UNIQUE photographs taken for a ground breaking book about a 1960s country GP and his patients are going on show for the first time ever in the village where he practised.

The photos, taken in 1966 for John Berger’s A Fortunate Man by Swiss photographer Jean Mohr, had never been displayed in the UK before being exhibited last week in Cheltenham.

And for two days, on the weekend of March 30 to 31, they will return to the location that inspired them, to go on show at St Briavels Assembly Rooms, where residents may recognise some of the people captured on film more than half a century ago.

The exhibition – A Fortunate Man: the Photographs of Jean Mohr – documents the work and life of St Briavels GP Dr John Eskell and his patients, as featured in the bestselling book of the same name, which has long been labelled a ‘masterpiece’.

The photos have been loaned by the University of the Musée de L’Elysée in Lausanne, Switzerland, which keeps the collection of unique images taken by Mohr 53 years ago, some of which appear in the book.

Mohr, who died last November at the age of 93 and is internationally known for his humanist photography, joined future Booker Prize winner Berger shadowing the GP day and night on his rounds and at his St Briavels clinic, where he practised alone.

Berger had come to know Dr Eskell, who he calls Dr John Sassal in the book, while living in Newland, and became determined to capture the GP’s selfless devotion to his community.

A Fortunate Man is a portrait of a quietly heroic individual and the isolated rural community for which he became the hub.

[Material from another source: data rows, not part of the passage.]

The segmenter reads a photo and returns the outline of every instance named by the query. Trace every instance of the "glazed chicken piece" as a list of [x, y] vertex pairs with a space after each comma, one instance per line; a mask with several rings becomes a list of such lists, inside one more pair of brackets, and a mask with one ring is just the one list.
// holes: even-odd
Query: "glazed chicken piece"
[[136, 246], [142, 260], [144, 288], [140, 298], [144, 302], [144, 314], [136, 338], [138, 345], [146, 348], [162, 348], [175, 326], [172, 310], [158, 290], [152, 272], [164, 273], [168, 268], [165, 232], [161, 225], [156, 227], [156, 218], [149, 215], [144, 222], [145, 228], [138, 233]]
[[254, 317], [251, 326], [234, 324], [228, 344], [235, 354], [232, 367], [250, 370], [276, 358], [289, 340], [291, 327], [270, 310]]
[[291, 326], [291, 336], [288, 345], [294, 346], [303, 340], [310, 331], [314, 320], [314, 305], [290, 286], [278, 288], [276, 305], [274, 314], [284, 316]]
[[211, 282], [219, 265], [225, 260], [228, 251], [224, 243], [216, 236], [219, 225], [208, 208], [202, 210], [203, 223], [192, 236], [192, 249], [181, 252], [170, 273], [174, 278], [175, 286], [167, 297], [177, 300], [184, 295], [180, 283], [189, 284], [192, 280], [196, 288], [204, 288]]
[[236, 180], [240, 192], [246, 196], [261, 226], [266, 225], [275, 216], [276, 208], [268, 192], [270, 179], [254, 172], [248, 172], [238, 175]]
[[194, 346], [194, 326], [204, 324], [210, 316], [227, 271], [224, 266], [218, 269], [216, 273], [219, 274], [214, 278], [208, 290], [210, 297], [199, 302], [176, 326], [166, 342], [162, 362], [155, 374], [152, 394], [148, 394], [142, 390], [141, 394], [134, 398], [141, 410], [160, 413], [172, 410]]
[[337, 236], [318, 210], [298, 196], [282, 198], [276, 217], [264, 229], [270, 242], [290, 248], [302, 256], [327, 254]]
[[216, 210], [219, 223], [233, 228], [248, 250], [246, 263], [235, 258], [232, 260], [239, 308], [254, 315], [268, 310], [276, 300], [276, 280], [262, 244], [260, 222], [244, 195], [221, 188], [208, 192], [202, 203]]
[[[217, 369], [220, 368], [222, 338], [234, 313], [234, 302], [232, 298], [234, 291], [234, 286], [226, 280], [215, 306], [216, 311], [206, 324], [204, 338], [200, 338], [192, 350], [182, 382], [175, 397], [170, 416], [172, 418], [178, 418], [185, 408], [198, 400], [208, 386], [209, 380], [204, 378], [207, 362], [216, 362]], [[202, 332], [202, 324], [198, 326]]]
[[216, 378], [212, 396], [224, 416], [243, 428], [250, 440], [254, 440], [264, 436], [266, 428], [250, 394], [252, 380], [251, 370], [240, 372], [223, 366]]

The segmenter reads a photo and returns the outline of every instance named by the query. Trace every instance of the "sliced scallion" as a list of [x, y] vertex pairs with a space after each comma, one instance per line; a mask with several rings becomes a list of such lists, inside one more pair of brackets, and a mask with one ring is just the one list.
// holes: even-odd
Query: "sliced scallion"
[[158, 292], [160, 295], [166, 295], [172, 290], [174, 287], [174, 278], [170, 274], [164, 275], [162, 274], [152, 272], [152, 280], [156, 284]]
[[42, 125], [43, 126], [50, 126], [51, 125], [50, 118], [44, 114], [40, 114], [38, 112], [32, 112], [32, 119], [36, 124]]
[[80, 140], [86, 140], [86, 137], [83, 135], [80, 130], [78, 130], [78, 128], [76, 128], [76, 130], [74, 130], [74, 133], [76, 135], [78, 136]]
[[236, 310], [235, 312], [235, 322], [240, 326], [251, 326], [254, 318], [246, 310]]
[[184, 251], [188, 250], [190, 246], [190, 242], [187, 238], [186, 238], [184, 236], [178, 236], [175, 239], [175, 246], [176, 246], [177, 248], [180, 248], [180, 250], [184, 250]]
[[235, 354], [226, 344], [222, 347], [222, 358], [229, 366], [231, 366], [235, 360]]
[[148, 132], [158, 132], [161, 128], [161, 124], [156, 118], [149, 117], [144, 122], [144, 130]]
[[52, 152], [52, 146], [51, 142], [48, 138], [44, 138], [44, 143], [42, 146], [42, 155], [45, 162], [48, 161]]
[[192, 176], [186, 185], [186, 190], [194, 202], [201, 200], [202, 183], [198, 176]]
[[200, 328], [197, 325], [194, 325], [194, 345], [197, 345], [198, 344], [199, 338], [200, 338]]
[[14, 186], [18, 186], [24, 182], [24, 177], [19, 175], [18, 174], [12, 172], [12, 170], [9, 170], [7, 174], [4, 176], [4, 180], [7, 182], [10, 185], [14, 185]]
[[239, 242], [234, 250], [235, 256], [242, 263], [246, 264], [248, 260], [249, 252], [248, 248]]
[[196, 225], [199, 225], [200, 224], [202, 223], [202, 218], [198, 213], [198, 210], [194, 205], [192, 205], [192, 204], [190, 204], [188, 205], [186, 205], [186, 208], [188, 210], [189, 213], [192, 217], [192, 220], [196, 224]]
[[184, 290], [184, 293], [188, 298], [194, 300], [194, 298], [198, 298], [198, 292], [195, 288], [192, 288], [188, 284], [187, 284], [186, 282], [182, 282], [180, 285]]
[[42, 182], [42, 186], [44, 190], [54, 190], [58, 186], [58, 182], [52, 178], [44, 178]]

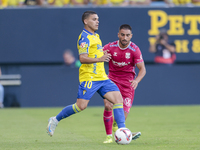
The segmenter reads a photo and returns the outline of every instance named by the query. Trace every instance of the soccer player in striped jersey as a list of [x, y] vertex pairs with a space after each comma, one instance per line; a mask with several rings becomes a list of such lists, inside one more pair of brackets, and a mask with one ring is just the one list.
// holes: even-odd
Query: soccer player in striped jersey
[[[132, 38], [131, 26], [128, 24], [121, 25], [118, 32], [118, 38], [118, 41], [105, 45], [103, 50], [111, 54], [108, 77], [120, 89], [123, 97], [124, 114], [125, 118], [127, 118], [133, 103], [135, 89], [145, 76], [146, 69], [139, 47], [130, 41]], [[137, 76], [135, 67], [139, 69]], [[112, 128], [113, 131], [116, 131], [118, 127], [115, 121], [113, 123], [113, 104], [106, 99], [104, 99], [104, 103], [105, 110], [103, 119], [107, 133], [104, 143], [112, 143]], [[140, 132], [133, 133], [133, 139], [135, 140], [140, 135]]]
[[75, 104], [66, 106], [57, 116], [51, 117], [47, 126], [50, 136], [54, 134], [59, 121], [84, 110], [90, 98], [98, 92], [102, 98], [113, 103], [115, 120], [119, 128], [125, 127], [123, 99], [119, 88], [106, 75], [104, 62], [110, 60], [110, 54], [103, 52], [102, 42], [96, 33], [99, 17], [93, 11], [82, 15], [84, 29], [77, 42], [81, 67], [79, 68], [79, 89]]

It draws on psychology, biography and medicine, and is a portrait of sacrifice and a profound exploration of what it means to be a doctor, to serve a community and to heal.

When republished four years ago, The Observer hailed the book as a “genuine tour de force… the intimate portrait of one man and his microscopic world reveals the faults and strains of a whole society,” while The Guardian’s reviewer said: “I only wish I could do justice in a few words to the richness that makes this book so compelling.”

The launch of the exhibition at Cheltenham’s Haydock Gallery on Monday, March 11, featured retired Yorkley GP and author Chris Nancollas discussing the photos and their contrast with the work of a modern-day Forest medical practice, with University of Gloucestershire photography lecturers Paul Roberts and Julia Peck.

Year 11 pupils from Five Acres High School and invited guests from the Forest also joined the discussion about what the images represented.

The loan and a project involving staff and students from the university’s Schools of Art and Design photographing the working lives of Forest people, has been funded by the Janet Trotter Trust.

The exhibition can be seen at the Hardwick Gallery until March 28, 6pm to 8pm.

Reading the Forest, with St Briavels Parish Council, has arranged for the exhibition to transfer to the Assembly Rooms for March 30 to 31, when they will be on show from 11am-4pm on Saturday and 10am -5pm on the Sunday.